The only thing that I CAN guarantee you is that you’ll feel better once you’ve spoken up about your truth instead of keeping your mouth shut and letting other people make decisions for you.

Hope that helped, instead of made you depressed.  I’m hoping the readers will have some more useful advice… especially if I’ve completely missed the mark here.

So here’s what I’m curious about:

1. Have any of you experienced house hunting?  Was it a mostly fun time for you?  Or did you, like me, get all anxious at times and find yourself getting migraines and throwing up in the morning.  Because I was literally regurgitating my cranberry juice this morning, you guys.  Not ladylike.  More like this:

2. Any thoughts you’d be willing to share, regarding today’s reader-submitted question?  I’m sure she’d be welcoming of some simple words of encouragement, if advice is not your thing.

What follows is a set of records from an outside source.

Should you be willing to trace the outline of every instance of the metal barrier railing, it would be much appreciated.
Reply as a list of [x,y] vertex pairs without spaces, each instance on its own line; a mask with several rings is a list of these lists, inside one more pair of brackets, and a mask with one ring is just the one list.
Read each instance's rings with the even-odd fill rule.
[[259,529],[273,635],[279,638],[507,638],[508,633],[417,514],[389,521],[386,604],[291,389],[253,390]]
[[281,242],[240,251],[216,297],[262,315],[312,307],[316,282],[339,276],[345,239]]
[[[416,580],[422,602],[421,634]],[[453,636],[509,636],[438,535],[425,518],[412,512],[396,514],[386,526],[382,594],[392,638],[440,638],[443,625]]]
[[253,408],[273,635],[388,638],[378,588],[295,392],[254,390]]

Quick final note: If you want something in life – say, a wedding, for example - and you’re faced with some serious haters, tell your haters to suck iiiiiiiit.  And when you say it, do the “suck it” gesture– it’s the thing where your hands go  to joining together at the pelvis, forming a V-shape to frame your genitalia, proving your sincerity.

you know; if *talking it out* first doesn’t work, I mean.  We should of course always first try that weird, foreign thing called “being honest with the people we love.”  Yikes!  So scary.